Last year, it paid a record $9.8 million at auction for his 1789 signed copy of the Acts of Congress, a volume that includes the Constitution, the Bill of Rights and other legislation passed by the first Congress.
“Here we have the first president needing to define the office. [He] ■has no guidelines, with his copy of the Constitution,” Bradburn said of the 106-page volume. “Then he actually writes little annotations. . . . That’s just not any Washington book. That’s a really significant one.”
In June, the library paid $1.2 million at auction for five other Washington titles — two works of fiction, a French general’s Revolutionary War memoir, and a book by the Unitarian minister and scientist Joseph Priestley, among others.
Washington, unlike James Madison, Jefferson and Adams, was largely self-educated.

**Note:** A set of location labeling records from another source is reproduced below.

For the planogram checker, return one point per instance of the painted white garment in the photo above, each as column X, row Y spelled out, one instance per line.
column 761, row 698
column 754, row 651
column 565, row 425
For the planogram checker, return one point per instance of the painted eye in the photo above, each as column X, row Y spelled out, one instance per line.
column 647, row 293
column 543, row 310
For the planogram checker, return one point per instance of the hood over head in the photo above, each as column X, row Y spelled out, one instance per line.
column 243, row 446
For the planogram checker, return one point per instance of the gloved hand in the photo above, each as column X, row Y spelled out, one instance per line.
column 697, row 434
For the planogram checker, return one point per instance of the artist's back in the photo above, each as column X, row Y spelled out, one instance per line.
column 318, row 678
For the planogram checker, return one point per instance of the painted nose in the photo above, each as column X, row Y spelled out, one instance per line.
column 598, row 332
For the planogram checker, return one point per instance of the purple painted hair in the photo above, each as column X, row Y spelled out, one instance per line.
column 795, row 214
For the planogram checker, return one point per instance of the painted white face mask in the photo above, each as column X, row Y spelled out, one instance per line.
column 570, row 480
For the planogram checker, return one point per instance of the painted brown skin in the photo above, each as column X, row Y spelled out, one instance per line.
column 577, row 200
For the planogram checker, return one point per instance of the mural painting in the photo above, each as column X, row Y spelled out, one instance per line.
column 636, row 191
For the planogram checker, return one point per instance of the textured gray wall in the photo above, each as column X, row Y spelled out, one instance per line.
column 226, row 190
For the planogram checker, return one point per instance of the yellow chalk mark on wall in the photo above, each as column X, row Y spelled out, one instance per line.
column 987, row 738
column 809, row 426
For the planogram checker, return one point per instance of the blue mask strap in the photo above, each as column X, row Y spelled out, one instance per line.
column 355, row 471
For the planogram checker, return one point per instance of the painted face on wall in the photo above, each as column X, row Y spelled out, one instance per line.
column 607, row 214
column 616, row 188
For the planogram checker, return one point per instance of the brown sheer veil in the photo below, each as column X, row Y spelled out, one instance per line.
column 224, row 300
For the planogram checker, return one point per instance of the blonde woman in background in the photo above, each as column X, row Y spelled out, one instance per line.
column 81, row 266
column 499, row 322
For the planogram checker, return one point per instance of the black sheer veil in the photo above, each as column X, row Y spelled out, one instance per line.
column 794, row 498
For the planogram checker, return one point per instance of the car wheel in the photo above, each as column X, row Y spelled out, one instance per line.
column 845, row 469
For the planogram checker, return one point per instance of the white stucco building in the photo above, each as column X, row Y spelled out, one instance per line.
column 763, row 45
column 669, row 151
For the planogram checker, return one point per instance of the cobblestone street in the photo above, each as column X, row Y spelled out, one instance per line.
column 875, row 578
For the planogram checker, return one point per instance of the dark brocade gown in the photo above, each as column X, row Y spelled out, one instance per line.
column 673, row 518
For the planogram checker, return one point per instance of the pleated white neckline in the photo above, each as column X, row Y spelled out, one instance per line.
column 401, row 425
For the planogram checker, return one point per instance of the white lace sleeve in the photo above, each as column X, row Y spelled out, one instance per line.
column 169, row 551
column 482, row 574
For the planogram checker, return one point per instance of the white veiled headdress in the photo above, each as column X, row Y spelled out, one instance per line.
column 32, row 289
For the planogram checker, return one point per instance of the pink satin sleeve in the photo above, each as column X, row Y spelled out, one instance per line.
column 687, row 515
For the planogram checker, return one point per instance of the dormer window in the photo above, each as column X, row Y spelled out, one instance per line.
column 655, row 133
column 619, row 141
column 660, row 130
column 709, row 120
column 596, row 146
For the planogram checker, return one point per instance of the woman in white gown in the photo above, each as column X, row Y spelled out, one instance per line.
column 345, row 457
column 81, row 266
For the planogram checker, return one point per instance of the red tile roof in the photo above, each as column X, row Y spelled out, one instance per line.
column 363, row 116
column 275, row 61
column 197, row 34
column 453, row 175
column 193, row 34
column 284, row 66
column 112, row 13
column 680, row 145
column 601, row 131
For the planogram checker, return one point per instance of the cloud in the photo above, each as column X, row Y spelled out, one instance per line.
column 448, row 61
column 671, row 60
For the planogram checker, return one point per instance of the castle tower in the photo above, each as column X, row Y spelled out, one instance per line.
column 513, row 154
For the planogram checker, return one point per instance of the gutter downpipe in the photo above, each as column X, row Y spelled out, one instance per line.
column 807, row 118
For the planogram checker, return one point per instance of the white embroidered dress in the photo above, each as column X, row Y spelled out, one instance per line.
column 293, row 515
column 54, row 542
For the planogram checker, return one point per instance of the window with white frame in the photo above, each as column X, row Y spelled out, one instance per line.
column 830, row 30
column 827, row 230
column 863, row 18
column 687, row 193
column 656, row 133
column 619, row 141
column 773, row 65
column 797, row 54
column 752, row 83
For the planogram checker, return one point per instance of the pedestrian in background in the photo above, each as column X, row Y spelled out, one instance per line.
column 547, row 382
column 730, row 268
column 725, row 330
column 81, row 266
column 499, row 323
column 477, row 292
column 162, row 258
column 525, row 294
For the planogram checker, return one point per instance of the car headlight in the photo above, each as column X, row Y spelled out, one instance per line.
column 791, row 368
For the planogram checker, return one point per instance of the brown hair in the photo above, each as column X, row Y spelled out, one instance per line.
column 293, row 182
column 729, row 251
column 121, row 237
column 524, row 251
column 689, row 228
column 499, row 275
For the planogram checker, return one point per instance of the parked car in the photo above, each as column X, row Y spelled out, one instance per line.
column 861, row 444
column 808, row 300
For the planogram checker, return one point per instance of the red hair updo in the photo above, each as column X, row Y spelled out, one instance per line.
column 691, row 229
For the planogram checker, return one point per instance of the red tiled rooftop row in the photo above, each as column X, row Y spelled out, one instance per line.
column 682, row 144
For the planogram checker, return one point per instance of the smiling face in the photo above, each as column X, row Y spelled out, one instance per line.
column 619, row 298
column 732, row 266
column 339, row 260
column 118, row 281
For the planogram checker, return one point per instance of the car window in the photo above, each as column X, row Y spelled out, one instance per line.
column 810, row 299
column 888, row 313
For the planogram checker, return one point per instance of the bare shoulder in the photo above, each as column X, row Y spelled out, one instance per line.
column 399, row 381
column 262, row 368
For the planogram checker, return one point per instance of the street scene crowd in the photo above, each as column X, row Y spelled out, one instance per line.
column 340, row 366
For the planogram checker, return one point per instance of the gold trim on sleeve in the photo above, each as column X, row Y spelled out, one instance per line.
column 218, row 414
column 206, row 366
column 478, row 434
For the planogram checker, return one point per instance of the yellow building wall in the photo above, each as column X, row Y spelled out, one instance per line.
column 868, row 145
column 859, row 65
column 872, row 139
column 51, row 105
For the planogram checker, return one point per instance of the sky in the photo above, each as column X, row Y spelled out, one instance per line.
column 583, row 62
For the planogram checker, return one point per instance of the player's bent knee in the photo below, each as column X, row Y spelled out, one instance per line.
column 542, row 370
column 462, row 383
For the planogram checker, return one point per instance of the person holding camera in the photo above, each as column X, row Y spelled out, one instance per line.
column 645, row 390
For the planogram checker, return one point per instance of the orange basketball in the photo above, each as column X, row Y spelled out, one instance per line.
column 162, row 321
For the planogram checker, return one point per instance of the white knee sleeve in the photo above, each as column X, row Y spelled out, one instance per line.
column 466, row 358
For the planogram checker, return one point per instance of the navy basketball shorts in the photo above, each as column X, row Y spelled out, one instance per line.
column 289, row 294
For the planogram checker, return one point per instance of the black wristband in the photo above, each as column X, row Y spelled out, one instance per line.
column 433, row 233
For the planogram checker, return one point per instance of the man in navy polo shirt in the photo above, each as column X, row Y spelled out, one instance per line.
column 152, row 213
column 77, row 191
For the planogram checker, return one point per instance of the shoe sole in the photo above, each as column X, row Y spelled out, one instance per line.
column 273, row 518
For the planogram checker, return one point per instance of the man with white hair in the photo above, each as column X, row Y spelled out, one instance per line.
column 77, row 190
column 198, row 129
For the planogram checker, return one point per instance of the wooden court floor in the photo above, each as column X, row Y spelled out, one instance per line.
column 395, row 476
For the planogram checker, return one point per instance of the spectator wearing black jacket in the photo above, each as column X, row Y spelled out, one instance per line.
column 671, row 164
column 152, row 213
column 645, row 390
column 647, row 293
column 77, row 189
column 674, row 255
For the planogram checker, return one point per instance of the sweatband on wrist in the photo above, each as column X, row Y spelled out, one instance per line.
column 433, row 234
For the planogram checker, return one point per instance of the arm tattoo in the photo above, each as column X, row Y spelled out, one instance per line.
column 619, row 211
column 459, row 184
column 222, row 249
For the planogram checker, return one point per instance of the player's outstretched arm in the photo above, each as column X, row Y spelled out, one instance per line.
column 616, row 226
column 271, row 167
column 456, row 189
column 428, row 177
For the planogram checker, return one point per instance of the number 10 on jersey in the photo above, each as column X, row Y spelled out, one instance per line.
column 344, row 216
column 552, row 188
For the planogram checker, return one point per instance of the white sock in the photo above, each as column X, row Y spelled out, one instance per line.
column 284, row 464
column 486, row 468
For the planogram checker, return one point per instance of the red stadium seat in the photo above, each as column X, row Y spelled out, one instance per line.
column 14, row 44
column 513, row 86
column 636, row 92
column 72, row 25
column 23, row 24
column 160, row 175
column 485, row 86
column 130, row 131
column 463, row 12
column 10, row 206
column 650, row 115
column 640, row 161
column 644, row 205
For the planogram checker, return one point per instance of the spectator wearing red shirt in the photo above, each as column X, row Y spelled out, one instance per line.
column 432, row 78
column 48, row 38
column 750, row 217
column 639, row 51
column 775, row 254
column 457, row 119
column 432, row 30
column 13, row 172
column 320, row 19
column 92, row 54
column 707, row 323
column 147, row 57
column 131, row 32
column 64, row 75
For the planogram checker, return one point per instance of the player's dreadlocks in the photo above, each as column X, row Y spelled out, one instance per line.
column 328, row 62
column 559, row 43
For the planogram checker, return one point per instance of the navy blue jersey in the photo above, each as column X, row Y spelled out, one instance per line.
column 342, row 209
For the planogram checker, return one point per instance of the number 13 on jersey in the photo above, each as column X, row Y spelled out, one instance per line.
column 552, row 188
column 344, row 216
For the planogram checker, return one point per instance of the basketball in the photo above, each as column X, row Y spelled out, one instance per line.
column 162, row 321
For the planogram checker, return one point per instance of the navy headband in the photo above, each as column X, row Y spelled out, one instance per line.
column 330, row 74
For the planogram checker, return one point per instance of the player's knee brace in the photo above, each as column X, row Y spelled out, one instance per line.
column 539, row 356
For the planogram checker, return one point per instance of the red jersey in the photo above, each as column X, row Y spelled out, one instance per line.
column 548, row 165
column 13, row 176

“His colloquial talents were not above mediocrity, possessing neither copiousness of ideas, nor fluency of words,” Jefferson wrote of him.
Viebranz, the Mount Vernon president, said: “Where . . . he would be thought to have been not intellectually the equal of those men, in point of fact he was extremely well read, just not formally educated.”
“He wants to be a gentleman,” Bradburn, the library director said. “He doesn’t have a classical education. But he’s always improving.”
Washington, himself, though, had doubts about his abilities.
“I am now Imbarkd on a tempestuous Ocean from whence, perhaps, no friendly harbour is to be found,” he wrote a relative after Congress gave him command of the American army in 1775.
“It is an honour I by no means aspired to . . . from an unwillingness to quit the peaceful enjoyment of my Family as [well as] from a thorough conviction of my own Incapacity & want of experience in the conduct of so momentous a concern.”